The moment was upon us on July 3rd. Siya and Kristen had arrived, and they'd brought with them two totes of their personal belongings. We’d spent the previous two days at the campground waiting for them to arrive, our Airstreams parked side-by-side, as they finished a five-week job across Canada and then made their way back to the States to see their home for the first time. My strategic posting on social media over the final two months of renovation was for them - they wanted to be surprised. For the reveal, I lugged their boxes inside and unpacked their items carefully, quickly setting up their home for them. I wanted them to walk in and not just see what we’d done, but truly know they were home. As they were mic’d up with the sound guy, I sweated in the heat. The producer, Jill, along with the still photographer, Steve, helped me make the king-sized bed, the three of us drenched in sweat. Soon, however, I found my mark in the space and gave the signal. It was time.
Ellen led them over, and I watched as they purposefully averted their eyes as they walked past the panoramic windows. The rest of the world started to melt away, and I didn’t even notice the cameras or extra people around, or the curious onlookers in the packed campground. It was just them, and us, just as it started.
I don’t know if I’ll ever be able to fully describe what it was like to see Siya and Kristen see their home for the first time, and to know that their faces, their reactions and their emotions, were because of the work we did for them. Suddenly, it didn’t matter that we were so tired we could barely hold ourselves up, or that we could feel the sickness coming on after those months of endless physical labor. They didn’t even look at the rest of it, instead, they reached for us and enveloped us in hugs as tears streamed down their cheeks. They were speechless for a moment, just looking around with their mouths agape, and then the gratitude just kept tumbling out. They both took their time, looking at every little detail. For me, I’ll not forget that Siya looked right in my eyes, and held both of my hands. I could see how much it meant to him, and in these brief moments, I knew that we were doing exactly what we are meant to do at this time in our lives. Though it may certainly evolve, and we will evolve with it, we had accomplished what we've set out to do - we’d excelled at our craft, we’d overcome selfishness by working in common cause with others, and we’d created a useful good and service. We had given two nomads living out of suitcases and who'd slept in over one-hundred beds just the past year alone - a home, and the perfect one at that - a wheeled vessel to satisfy their wanderlust and fulfill their version of right-livelihood. A place with their own bed, and kitchen, and bathroom. A place to create, love, cry, laugh, grow, and work all their own.
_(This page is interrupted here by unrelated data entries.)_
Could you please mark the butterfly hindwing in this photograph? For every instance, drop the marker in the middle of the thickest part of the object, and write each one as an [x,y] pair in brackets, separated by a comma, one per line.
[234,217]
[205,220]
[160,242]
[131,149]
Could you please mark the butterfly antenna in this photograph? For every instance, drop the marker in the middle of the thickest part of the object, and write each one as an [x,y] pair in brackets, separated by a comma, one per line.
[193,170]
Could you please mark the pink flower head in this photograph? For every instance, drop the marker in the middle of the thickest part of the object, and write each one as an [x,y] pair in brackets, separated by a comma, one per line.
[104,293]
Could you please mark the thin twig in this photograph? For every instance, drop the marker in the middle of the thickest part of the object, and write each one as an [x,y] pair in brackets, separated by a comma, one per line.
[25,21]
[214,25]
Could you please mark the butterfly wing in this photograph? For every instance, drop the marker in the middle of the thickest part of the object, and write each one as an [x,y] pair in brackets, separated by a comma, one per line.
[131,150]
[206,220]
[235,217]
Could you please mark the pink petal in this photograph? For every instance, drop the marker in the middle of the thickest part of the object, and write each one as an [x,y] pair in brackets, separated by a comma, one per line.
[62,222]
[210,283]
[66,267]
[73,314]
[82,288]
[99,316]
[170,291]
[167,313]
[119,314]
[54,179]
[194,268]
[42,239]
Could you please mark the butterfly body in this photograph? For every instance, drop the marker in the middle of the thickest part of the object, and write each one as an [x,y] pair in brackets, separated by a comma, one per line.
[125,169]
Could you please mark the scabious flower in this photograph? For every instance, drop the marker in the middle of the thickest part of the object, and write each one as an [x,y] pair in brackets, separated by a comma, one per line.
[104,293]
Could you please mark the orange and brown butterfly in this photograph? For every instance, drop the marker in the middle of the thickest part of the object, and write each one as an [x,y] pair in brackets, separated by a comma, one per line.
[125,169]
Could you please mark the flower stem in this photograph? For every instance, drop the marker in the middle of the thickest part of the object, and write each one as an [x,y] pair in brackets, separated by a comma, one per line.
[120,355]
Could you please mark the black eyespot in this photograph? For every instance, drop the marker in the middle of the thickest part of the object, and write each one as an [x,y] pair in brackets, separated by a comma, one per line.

And that, that my friends - that is exactly where we want to be. We want to create tiny, functional, beautiful homes that serve not simply the purpose of beauty and acclaim, or to make it just to make it and sell it off, but homes that are tailored to the individual, who speak to their souls, and fulfill their needs. Spaces that are honest, that tell the story of the inhabitant, and allow their lives to unfold in truthful and beautiful ways.